Endemic pemphigus foliaceus (fogo selvagem, Portuguese for "wild fire") is one of the variants of pemphigus that shares the presence of autoantibodies to desmoglein and the presence intraepithelial blisters, However, it differs in a number of important clinical findings. It is believed to be a host response to an unidentified environmental agent.


Populations affected:

(1) It is endemic in Brazil, adjacent South American countries (Bolivia, Columbia, Peru, Venezuela), and Tunisia

(2) It usually affects rural farmers or jungle dwellers.

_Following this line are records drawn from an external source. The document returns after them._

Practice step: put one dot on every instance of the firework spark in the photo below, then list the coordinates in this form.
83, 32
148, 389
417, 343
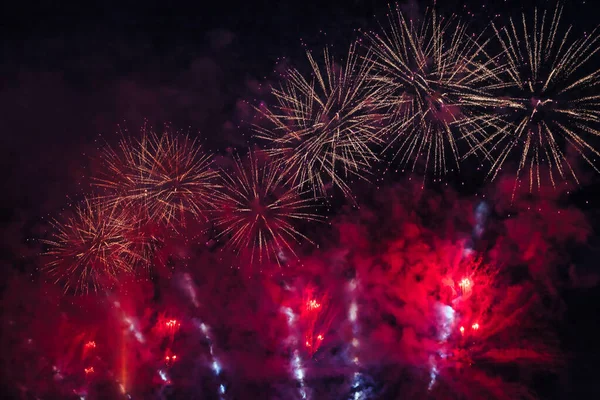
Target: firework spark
552, 105
323, 128
93, 248
257, 211
164, 175
434, 78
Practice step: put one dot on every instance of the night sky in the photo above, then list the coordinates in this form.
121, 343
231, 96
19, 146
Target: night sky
74, 77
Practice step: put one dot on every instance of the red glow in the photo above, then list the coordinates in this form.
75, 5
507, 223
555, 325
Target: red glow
312, 305
172, 323
466, 285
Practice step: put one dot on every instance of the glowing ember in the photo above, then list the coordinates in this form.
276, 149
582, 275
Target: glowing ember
312, 305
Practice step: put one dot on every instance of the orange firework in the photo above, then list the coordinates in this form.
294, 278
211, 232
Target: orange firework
93, 248
257, 210
323, 128
552, 102
164, 174
434, 78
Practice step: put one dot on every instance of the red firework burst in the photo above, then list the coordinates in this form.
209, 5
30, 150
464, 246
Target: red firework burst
94, 247
257, 211
166, 175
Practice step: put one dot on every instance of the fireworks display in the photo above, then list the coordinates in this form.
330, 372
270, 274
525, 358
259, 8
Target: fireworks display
552, 103
257, 212
323, 129
294, 265
434, 81
93, 248
164, 175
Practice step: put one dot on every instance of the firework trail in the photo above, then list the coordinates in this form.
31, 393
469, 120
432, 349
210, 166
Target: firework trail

(3) It tends to affect children and young adults with a peak incidence in the adolescents and adults in their 20's.

(4) Familial cases are fairly common.

(5) Residence in an endemic area for several months or years is required for a person to be at risk, with little risk from short exposures.


Clinical features:

(1) Presence of subcorneal blisters, which may be associated with feelings of pain or burning.

(2) Nikolsky sign is positive (bullae spread when pressure is applied with the finger).

(3) It may be acute, chronic, relapsing or recurrent.

(4) It may be localized or generalized. Generalized disease may be bullous-exfoliative, exfoliative-erythrodermic or disseminated keratotic plaques.

(5) Hyperpigmentation may occur in cases in remission.

(6) The disease may be exacerbated by exposure to the sun or heat.

(7) Mucosal lesions are uncommon, apparently due to the presence of desmoglein-3 in these areas as opposed to desmoglein-1.

(8) Neonates born to affected mothers do not show disease (infants born to mothers with pemphigus vulgaris may show "pemphigus neonatorum"), which has also been linked to the presence of desmoglein-3 in the skin of the neonates.


Pathologic and laboratory findings:

(1) Acantholysis occurs below the stratum corneum with intraepithelial vesicle formation below the stratum corneum.

(2) There is positive immunostaining for IgG in the areas of acantholysis.

(3) Serum contains autoantibodies to desmoglein 1, with titers rising prior to appearance of new lesions.



(1) Patients usually respond well to oral prednisone. Complications of steroid therapy such as superinfection are an important cause of death.

(2) A small percentage of patients may have a spontaneous remission.

(3) Some patients develop Kaposi's varicelliform eruption (due to Herpes simplex, pages 662 and 666, Diaz) which can be fatal.